Strategic Navigation or Stochastic Search? How Agents and Humans Reason Over Document Collections

Summary (Overview)

  • Introduces MADQA: A benchmark of 2,250 human-authored questions over 800 heterogeneous PDF documents designed to evaluate multimodal agentic systems' strategic reasoning over document collections.
  • Defines Agentic Document Collection VQA: A task formalized with six core properties (Extractive, Multi-Hop, Closed-World, Grounded, Agentic, Visual) distinguishing it from standard document QA.
  • Develops Novel Evaluation Protocol: Measures not only accuracy and attribution (Page/Doc F1) but also a novel calibration metric (Kuiper statistic) to assess the efficiency-effort trade-off of agentic behavior.
  • Key Finding: Best agents (e.g., Gemini 3 Pro BM25 Agent) can match human accuracy (~82%) but succeed on largely different questions and rely on brute-force search, failing to close a nearly 20% oracle gap. They exhibit poor effort calibration compared to humans.
  • Releases Dataset & Framework: Provides a validated benchmark, evaluation harness, and baseline implementations to facilitate research on efficient, strategic reasoning over documents.

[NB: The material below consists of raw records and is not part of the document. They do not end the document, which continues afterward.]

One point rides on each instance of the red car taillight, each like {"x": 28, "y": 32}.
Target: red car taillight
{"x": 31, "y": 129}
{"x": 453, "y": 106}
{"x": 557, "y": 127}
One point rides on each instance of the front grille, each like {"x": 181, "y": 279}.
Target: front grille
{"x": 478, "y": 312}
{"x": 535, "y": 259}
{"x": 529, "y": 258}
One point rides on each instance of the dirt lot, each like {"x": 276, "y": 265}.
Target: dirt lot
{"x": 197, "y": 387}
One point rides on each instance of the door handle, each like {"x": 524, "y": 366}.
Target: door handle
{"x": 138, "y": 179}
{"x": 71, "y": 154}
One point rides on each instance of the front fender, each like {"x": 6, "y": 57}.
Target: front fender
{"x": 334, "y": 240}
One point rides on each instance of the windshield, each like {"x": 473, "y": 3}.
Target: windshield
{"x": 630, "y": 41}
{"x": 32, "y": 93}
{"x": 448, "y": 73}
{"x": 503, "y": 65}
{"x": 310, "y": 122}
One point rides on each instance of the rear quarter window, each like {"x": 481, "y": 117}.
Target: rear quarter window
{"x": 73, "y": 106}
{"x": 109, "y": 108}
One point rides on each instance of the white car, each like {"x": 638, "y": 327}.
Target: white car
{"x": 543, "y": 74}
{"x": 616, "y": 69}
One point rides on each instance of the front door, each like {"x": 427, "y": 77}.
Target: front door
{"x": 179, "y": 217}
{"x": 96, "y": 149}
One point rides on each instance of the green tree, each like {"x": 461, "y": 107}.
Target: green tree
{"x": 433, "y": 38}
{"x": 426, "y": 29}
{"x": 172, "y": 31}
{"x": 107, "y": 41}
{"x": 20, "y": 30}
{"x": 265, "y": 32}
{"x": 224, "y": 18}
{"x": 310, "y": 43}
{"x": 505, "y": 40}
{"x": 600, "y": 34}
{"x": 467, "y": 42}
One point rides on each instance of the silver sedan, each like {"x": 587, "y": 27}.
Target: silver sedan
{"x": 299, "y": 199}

Introduction and Theoretical Foundation

The paper addresses a critical gap in evaluating multimodal large language model (MLLM) based agentic systems for complex, multi-stage information retrieval and reasoning tasks in enterprise settings. Existing benchmarks are fragmented, suffering from limitations in:

  1. Format: Ignoring visual comprehension required for real-world PDFs.
  2. Scope: Being domain-specific or using single-step metrics that fail to capture iterative planning.
  3. Data Integrity: Using MLLM-generated questions/answers (introducing bias) or recycling documents (risk of contamination).

To address this, the authors introduce the Multimodal Agentic Document QA (MADQA) benchmark. The core task is defined as: Given a corpus CC of multi-page documents and a natural language query qq, produce an answer aa and a minimal evidence set ECE \subseteq C.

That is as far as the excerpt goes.